One of the biggest problems facing demand planners is spotting trends and errors in large volumes of data. You can use the alert functionality in SAP APO Demand Planning module to spot discrepancies, allowing your demand planners to "manage by exception." We explain the different ways in which you can use alerts to help create a more accurate demand forecast.
Demand planners are often faced with the task of converting large
amounts of data into an accurate forecast. This becomes more difficult
the shorter the planning horizon. The planner has to react quickly
and often under intense pressure to understand a vast array of data
and to identify trends and errors.
You might have implemented the Demand Planning (DP) module of
SAP's Advanced Planner and Optimizer (APO) application to
help you with this task. DP offers “consensus-based,”
Internet-enabled forecasting tools such as Collaborative Demand
Planning and Promotional Planning, and interactive and statistical
forecasting functionalities. These tools allow customers, demand
planners, marketing and sales teams, and corporate decision-makers
to interact and build an accurate demand plan in real time.
Information overload is still a potential problem, but APO provides
help here in the form of alerts. Alerts enable management by exception,
and they have many guises in the APO modules. As an exception-based
management tool within DP, an alert is an effective way of providing
the input used to modify both historical sales data and future forecasts.
Whether the aim is to smooth and negate the impact of outliers,
correct the impact of seasonal trends, account for the effect of
promotions, or include the influence of product life-cycle changes,
alerts provide early warning signals that some action is necessary.
I'll explain the different types of alerts and show you
how you can use them as a forecasting aid. First, let me show you
how alerts work within APO.
Alerts and the APO Demand Plan
Let's review the building blocks of an APO demand plan:
1. Define an InfoSource and map an APO InfoCube to the DataSource.
2. Define a planning area. Raw data is retrieved and stored in
an InfoCube or live cache and moved in and out of live cache during
the planning process. The planning area is defined using an InfoCube,
and it uses updates from SAP Business Information Warehouse (BW)
InfoCubes, legacy, or R/3 systems. Updated data is written to live
cache and the InfoCubes (Figure 1).

Figure 1
APO DP components relevant to generating an alert
3. Define units of measure, currency, and currency conversion
parameters for the planning area.
4. Assign key figures and characteristics to the planning area.
5. Determine aggregation and disaggregation factors to be applied
to the key figures and characteristics.
6. Create a planning book with a data view and select relevant
key figures and characteristics as well as statistical forecasting
methods to be used. Remember, each planning book can have multiple
data views.
7. Make promotions and product life-cycle assignments to the data
view.
8. Use the Macro Builder to assign macros and alerts to the data
view. Macros and alerts can be accessed directly in the data view.

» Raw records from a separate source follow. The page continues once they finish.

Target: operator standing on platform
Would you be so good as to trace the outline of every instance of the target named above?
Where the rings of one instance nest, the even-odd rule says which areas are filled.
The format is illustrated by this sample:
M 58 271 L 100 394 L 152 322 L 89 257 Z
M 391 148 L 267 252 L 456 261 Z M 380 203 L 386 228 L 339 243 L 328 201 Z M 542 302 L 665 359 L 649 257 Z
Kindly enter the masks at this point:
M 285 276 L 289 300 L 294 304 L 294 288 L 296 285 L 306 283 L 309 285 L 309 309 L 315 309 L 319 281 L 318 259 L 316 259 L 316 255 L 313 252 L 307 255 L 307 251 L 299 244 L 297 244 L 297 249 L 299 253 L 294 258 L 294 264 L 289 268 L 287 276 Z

Alerts can be created and amended depending on the requirement.
9. Assign a user profile to the planning book and data view.

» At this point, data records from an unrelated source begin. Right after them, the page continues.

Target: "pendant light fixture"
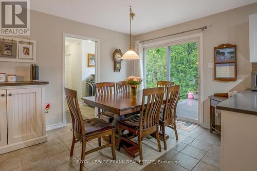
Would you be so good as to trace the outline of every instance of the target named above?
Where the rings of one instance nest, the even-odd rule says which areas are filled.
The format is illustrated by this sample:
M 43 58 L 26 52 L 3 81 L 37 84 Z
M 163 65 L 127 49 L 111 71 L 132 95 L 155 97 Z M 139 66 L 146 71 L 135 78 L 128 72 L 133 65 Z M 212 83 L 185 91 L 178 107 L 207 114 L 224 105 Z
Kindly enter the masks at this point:
M 139 56 L 135 51 L 132 50 L 132 46 L 131 46 L 131 20 L 133 20 L 134 17 L 136 14 L 132 12 L 131 6 L 130 7 L 130 49 L 125 53 L 125 54 L 121 58 L 122 60 L 139 60 L 140 59 Z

10. Assign an alert profile to the planning area.
Alerts come into play during step 8, assigning macros and alerts
to the data view. I'll describe this process later, but first
a little more background would be useful.
Create Multiple Views of the Same Data
Within the APO planning book, an administrator can create any
number of data views specific to a user's requirements. This
focused view of the data allows the user to identify trends and
errors in either historical or forecast data. Even more important,
the ability to switch between statistical and interactive forecasting
modes allows different analyses of the same data.
APO's statistical forecasting tool uses statistical error
analysis to determine forecast accuracy. A series of previous forecasts
for a particular period is stored, and each deviation from this
series is compared to the actual cell values for the same period.
The deviation can then be projected into the future. Switching between
different forecasting modes allows the user to see the expected
deviation, placing the forecast in context and enabling “what
if” planning. For example, it enables your company to evaluate
future scenarios for maximizing production throughput or sales revenue,
minimizing inventory levels, and helping to provide positive cash
flow.
Here, alerts are the core method of illuminating and solving forecast
errors. You improve the accuracy of your statistical forecast by
monitoring predefined tolerance thresholds for the standard errors.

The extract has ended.